SCM Portal Setup — Step by Step

  • 1

    Service Connection — HQ IPSec Tunnel

    Define the IPSec tunnel from Prisma cloud to your HQ firewall. After saving, SCM gives you Prisma's public IP — copy it for HQ firewall config.

    Manage → Service Connections → Add
  • 2

    Mobile User Configuration

    Set the PoP region (India South — Mumbai), IP pool for GP users (100.64.0.0/10), internal DNS server, DNS suffix, and split-tunnel setting.

    Manage → Mobile Users → Add
  • 3

    IdP Integration (Azure AD / Okta)

    Upload SAML Federation Metadata XML from Azure AD. Map attributes: username → userprincipalname, groupname → groups.

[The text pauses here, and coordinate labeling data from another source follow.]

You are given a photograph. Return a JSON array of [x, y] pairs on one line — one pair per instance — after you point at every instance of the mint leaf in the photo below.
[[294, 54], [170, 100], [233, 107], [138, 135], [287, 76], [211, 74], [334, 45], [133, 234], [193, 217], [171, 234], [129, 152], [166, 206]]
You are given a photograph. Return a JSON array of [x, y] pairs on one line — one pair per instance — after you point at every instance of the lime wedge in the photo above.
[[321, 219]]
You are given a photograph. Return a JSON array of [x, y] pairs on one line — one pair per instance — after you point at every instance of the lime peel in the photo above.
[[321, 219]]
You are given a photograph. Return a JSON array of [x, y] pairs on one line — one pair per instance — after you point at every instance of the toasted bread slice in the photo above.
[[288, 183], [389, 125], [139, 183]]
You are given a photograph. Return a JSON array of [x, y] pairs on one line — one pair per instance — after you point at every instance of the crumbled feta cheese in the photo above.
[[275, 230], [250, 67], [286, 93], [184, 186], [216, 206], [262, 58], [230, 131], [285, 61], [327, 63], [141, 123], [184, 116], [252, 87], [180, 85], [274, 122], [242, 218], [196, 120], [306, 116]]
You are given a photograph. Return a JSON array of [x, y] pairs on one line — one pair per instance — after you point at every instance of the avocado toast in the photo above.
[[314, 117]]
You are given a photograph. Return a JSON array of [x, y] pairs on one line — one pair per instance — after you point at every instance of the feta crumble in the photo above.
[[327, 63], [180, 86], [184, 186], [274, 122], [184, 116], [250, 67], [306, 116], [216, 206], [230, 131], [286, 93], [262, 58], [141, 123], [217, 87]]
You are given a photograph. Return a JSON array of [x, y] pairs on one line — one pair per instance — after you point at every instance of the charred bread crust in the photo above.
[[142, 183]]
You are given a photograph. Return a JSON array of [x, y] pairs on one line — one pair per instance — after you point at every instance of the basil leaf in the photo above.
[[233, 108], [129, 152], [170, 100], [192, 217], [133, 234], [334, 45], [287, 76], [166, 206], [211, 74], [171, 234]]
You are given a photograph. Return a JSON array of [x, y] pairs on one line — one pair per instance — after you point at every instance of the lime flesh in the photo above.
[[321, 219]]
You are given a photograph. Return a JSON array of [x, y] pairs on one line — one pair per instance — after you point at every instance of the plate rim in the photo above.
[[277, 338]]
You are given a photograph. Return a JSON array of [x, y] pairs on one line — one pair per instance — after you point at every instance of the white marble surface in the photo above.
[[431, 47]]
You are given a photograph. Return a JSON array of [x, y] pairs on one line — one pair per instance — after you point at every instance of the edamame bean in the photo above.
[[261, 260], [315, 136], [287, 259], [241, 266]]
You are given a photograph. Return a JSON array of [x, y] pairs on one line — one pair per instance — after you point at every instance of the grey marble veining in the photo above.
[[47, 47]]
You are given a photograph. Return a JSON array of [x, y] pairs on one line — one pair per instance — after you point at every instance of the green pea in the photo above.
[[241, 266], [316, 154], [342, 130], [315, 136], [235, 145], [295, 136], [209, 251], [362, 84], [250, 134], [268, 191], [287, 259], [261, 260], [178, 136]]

Copy ACS URL back to Azure.

    Identity Services → Identity Provider → Add
  • 4

    HIP Profile — Device Posture

    Define checks: AV running + definitions <7 days, disk encryption enabled, host firewall on, OS patched <30 days. Attach HIP profile to security policy.

    Objects → HIP Profiles → Add
  • 5

    Security Policy Rule

    Source: mobile-user zone, 100.64.0.0/10, AD group. HIP: compliant-devices. Destination: service-conn zone, 10.10.0.0/16. Action: Allow + Threat Prevention profile.

    Policies → Security → Add Rule
  • 6

    Commit and Push

    Select Mobile Users (India region) + Service Connections (HQ-Delhi-SC). Push takes 2–5 minutes to propagate to Prisma PoP.

    Commit → Push to Devices
FieldService Connection Value
NameHQ-Delhi-SC
RegionAsia Pacific — India South (Mumbai)
Subnets to advertise10.10.0.0/16 (your HQ LAN)
IKE VersionIKEv2
EncryptionAES-256-GCM
DH GroupGroup 20
Pre-Shared KeyGenerate strong PSK — save for HQ firewall
08

HQ Firewall IPSec Config — Palo Alto

After completing SCM setup, configure the IPSec peer on your HQ PA firewall.

IKE CRYPTO PROFILE # Network → Network Profiles → IKE Crypto → Add
Name : Prisma-IKE-Crypto
DH Group : group20
Authentication: sha256
Encryption : aes-256-gcm
Key Lifetime : 8 hours
IPSEC CRYPTO PROFILE # Network → Network Profiles → IPSec Crypto → Add
Name : Prisma-IPSec-Crypto
Protocol : ESP
Encryption : aes-256-gcm
Authentication: none (GCM is AEAD — auth is built-in)
DH Group : group20
Key Lifetime : 1 hour
IKE GATEWAY # Network → Network Profiles → IKE Gateways → Add
Name : Prisma-SC-GW
Version : IKEv2 only
Interface : ethernet1/1 (WAN interface)
Local IP : 203.x.x.x (HQ WAN IP)
Peer IP : 34.100.x.x (Prisma SC IP from SCM)
Authentication : Pre-Shared Key
PSK : YourStrongPSKHere
IKE Crypto Profile: Prisma-IKE-Crypto
IPSEC TUNNEL + STATIC ROUTE # Network → IPSec Tunnels → Add
Name : Prisma-SC-Tunnel
Tunnel Interface : tunnel.10 (zone = Prisma-Zone)
IKE Gateway : Prisma-SC-GW
IPSec Crypto : Prisma-IPSec-Crypto

# Static Route — return path for mobile users
Destination : 100.64.0.0/10 (GP IP pool)
Next Hop : tunnel.10
09

Verification Commands

PALO ALTO CLI # IKE Phase 1 status
show vpn ike-sa

# IPSec Phase 2 status
show vpn ipsec-sa

# Traffic counter through tunnel
show vpn flow tunnel-id <id>

# User-ID mapping check
show user ip-user-mapping all

# HIP report for a specific IP
show user hip-report ip <ip>

# Active GlobalProtect sessions
show global-protect-gateway current-user
TestExpected Result
GP agent connectsStatus = Connected, IP = 100.64.x.x assigned
ping 10.10.1.50 from laptopReply from HQ server
tracert 10.10.1.50Hops: 100.64.x.x → Prisma PoP → HQ LAN
show vpn ike-saState = ESTABLISHED, Peer = 34.100.x.x
SCM → Monitoring → TrafficUser session visible with App-ID resolved
Non-compliant device (AV off)HIP fails → access denied, remediation page
10

Zero Trust Coverage: Physical PA vs Prisma Access

PA FeatureZero Trust RolePhysical PAPrisma Access
User-IDVerify WHO — username not IPHQ onlyAll locations
GP + HIPVerify WHAT device — posture checkVPN usersAll users globally
App-IDVerify WHAT application — not just portHQ onlyAll locations
Zones + PolicyLeast privilege — no lateral movementWhere hardware existsCloud-wide
SSL DecryptionSee inside encrypted trafficHQ onlyAll users, all apps
DLPProtect what data is leavingLimitedFull SaaS + web
WildFire + IPSVerify traffic is not maliciousHQ onlyAll locations
Summary Zero Trust in Palo Alto is not one toggle — it is the combination of all these features working together, enforced on every session, continuously re-evaluated. Prisma Access extends this enforcement to every user, every location, without requiring hardware at each site.